A number of theories have been developed to explain how HIV infection results in the destruction or loss of CD4 T-cells. Although many of these studies took place relatively early in the epidemic, the observations are still relevant in explaining the range of mechanisms by which CD4 T-cell death takes place in the body.

Syncytium formation

In a laboratory setting, HIV-infected and uninfected CD4 T-cells can form a clump or syncytium of fused cells which soon die. Strains of HIV found in late infection are more likely to have the ability to cause syncytium formation: the cytokine interleukin-15 (IL-15) may play a role in the transition from non-syncytium inducing (NSI) to syncytium inducing (SI) viral strains.

It is not known whether the clumping of CD4 T-cells is actually important inside the body. It is known, however, that SI strains are able to replicate faster than NSI strains and the actual turnover of virus may be the mechanism killing CD4 T-cells rather than syncytium formation itself

Excessive gp120

During the time when HIV is replicating in CD4 T-cells there is excessive production of HIV proteins which can be released into the bloodstream and act as antigens. Free proteins called gp120 could attach to CD4 molecules on uninfected CD4 T-cells leading to an attack on the cell by antibodies and cytotoxic cells. Possibly, the attachment of gp120 to CD4 also inhibits the function of the CD4 T-cell.

Apoptosis

Normally, all cells can be programmed to die if they need replacing or eliminating. This is called apoptosis. An abnormally large proportion of infected and uninfected CD4 T-cells seem to be programmed for apoptosis in people with HIV infection. The reason is unclear but may involve the attachment of free HIV proteins to CD4 T-cells or due to cell over-activation.

One possibility is that HIV antigens act as 'superantigens' that can activate a larger range of CD4 T-cells than normal and which can cause increased replication of HIV. Changes in cytokine levels, such as increased tumour necrosis factor (TNF) and decreased interleukin-1 (IL-1), may also induce apoptosis. Interleukin-2 (IL-2) may rescue some cells from apoptosis. Interestingly, CD8 T-cells, natural killer cells and B-cells are also prone to apoptosis during HIV infection. However, while apoptosis of T-cells is common, there seems to be no apoptosis of HIV-infected macrophages or monocytes (Goldberg 1999).

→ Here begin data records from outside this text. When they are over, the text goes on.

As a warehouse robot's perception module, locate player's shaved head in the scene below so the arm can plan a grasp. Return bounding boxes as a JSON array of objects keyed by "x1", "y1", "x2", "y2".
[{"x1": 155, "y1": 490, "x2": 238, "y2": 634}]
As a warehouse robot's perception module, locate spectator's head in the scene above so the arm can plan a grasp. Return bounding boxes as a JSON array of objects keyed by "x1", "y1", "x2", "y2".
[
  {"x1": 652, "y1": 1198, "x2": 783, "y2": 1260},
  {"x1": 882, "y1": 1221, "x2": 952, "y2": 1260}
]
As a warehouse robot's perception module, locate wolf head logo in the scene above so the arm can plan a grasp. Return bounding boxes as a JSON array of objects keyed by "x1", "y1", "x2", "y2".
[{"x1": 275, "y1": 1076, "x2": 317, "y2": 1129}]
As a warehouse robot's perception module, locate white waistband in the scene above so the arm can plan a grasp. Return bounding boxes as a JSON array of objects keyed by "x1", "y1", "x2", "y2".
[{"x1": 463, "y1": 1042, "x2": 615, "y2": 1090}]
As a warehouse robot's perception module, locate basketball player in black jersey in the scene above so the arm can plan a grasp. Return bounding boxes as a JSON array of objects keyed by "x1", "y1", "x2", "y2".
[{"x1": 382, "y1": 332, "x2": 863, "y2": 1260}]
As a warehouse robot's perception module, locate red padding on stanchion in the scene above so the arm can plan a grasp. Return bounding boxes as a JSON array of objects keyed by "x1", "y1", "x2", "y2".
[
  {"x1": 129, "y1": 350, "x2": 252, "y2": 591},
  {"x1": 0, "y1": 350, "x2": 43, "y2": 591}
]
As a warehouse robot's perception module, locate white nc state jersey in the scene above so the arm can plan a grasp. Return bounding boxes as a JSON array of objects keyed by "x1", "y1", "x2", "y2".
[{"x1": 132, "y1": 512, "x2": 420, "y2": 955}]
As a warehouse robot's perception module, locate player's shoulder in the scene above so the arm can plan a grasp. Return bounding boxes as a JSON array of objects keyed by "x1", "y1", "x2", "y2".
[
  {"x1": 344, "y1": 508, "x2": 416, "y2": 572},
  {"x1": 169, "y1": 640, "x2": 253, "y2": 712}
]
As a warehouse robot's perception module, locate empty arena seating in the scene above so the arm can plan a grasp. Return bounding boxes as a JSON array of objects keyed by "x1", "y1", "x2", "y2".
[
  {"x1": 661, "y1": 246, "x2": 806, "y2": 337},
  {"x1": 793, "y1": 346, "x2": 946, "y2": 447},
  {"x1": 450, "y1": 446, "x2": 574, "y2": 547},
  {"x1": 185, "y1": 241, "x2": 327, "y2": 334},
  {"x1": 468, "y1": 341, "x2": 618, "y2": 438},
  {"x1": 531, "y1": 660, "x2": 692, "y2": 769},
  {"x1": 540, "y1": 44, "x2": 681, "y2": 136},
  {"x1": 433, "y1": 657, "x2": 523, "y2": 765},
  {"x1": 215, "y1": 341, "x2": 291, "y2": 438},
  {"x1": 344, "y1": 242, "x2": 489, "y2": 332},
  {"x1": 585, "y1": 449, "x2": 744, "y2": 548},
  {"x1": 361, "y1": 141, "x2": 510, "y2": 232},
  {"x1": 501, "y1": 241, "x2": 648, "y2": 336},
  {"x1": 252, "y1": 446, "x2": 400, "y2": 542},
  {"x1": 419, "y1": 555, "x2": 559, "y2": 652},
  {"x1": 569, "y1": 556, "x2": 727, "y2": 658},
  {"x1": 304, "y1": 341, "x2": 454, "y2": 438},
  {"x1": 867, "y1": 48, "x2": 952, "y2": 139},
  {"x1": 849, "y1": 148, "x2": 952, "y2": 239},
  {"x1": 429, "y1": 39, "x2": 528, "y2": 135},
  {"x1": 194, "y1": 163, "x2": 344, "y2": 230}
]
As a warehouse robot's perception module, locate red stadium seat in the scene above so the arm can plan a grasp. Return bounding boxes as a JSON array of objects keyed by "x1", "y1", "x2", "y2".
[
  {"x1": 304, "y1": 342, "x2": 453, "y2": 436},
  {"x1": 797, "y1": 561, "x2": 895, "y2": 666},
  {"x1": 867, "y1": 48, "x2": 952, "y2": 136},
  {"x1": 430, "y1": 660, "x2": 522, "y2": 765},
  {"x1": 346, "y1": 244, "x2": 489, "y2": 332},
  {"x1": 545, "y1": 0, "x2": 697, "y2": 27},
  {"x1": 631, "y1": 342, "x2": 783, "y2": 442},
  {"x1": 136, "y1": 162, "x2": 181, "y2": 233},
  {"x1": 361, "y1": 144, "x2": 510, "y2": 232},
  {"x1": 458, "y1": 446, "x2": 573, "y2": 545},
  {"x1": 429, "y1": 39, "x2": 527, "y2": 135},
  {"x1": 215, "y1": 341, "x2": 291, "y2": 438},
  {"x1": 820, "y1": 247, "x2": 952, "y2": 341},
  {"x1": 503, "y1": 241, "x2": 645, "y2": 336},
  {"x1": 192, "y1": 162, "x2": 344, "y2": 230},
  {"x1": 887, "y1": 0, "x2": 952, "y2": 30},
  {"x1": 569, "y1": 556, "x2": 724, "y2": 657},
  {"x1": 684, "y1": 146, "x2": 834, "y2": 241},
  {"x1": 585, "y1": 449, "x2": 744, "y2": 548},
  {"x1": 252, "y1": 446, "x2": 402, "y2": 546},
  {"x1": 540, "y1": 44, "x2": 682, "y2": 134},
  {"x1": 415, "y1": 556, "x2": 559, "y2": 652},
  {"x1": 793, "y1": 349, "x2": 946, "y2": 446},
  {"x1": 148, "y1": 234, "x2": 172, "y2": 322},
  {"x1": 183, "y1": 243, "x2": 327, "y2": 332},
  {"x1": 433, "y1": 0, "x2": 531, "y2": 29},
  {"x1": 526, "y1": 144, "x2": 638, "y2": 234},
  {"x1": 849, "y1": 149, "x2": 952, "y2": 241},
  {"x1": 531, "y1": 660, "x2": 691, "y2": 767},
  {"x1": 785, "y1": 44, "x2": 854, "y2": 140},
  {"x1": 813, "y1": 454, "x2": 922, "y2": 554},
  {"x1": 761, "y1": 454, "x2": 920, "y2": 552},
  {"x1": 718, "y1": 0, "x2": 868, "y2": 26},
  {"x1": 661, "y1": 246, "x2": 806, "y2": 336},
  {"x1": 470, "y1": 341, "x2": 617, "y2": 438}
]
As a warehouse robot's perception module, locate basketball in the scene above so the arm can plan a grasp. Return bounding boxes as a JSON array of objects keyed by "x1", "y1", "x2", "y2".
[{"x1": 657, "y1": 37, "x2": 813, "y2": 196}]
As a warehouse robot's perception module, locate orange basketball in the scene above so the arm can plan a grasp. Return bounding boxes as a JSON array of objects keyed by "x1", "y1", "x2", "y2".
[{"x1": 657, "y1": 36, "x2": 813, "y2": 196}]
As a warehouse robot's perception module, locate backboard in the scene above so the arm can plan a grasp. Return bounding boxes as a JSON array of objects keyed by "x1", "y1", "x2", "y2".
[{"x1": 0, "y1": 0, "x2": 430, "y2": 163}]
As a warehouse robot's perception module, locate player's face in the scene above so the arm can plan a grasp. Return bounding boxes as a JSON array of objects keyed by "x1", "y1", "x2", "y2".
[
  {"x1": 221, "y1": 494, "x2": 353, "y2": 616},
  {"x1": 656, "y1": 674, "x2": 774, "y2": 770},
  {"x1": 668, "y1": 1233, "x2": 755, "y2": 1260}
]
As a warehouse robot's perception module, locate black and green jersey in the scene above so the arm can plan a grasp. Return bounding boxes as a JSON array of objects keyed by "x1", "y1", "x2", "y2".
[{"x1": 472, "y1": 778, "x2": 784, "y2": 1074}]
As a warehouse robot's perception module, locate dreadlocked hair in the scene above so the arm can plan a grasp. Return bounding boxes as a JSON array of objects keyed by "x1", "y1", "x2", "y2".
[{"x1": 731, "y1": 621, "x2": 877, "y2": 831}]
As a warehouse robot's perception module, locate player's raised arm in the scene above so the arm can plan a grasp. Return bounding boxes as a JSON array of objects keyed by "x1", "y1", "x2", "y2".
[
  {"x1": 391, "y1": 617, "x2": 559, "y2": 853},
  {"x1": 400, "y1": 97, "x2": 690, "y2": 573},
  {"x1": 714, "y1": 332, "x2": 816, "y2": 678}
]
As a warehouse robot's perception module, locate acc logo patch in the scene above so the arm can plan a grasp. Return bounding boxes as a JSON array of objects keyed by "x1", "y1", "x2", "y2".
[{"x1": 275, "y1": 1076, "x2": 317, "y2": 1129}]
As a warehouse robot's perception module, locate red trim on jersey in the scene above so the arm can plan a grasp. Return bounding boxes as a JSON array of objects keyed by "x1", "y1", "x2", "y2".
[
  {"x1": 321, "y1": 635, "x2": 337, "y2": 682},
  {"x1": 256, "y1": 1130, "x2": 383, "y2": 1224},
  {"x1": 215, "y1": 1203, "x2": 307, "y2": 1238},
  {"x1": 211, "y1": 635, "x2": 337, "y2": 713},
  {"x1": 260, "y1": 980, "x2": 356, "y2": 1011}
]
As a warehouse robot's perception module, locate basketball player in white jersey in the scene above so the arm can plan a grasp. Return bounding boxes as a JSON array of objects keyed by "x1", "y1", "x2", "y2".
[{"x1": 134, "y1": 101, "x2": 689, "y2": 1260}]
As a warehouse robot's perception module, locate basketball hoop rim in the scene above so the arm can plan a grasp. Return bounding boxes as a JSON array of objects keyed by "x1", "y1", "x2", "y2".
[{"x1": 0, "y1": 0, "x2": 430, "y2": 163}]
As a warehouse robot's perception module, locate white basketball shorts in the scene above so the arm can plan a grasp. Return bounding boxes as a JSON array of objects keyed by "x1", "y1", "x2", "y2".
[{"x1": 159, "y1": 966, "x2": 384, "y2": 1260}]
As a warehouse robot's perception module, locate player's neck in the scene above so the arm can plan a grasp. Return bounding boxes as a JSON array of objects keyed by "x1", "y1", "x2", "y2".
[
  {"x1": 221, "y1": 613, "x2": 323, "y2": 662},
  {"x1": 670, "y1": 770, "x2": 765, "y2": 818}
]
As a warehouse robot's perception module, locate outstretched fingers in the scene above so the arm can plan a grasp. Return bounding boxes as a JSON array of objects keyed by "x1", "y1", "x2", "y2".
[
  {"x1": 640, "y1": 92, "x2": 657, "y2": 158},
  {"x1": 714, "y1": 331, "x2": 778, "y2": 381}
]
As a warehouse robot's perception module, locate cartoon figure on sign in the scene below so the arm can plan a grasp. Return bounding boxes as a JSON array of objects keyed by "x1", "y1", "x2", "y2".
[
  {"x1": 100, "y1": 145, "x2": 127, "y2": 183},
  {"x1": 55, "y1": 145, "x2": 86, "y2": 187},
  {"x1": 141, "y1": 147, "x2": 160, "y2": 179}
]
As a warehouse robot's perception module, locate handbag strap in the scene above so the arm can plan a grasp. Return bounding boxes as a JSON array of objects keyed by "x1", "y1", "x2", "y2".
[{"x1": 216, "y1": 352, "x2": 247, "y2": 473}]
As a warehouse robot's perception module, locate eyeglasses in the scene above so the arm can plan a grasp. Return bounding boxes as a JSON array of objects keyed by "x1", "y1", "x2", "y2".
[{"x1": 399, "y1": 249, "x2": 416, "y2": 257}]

Some studies have suggested that apoptosis of infected, resting T-cells can occur following programming which directs the cells home to the lymph nodes (Chen 1999).

Because over-activation of the immune system is likely to play a major role in the increased levels of apoptosis observed in T-cells, as well as aiding increased production of HIV, methods to dampen down immune activation may be beneficial. The use of immune suppressant therapies, such as corticosteroids, may therefore be of benefit in reducing the over-stimulation of the immune system, and CD4 T-cell death seen during chronic HIV infection.

References

Chen JJY et al.The potential importance of HIV-induction of lymphocyte homing to lymph nodes. Int Immunol 11: 1591-1594, 1999.

Goldberg B et al. Apoptosis and HIV infection: T-cells fiddle while the immune system burns. Immunol Lett 70: 5-8, 1999.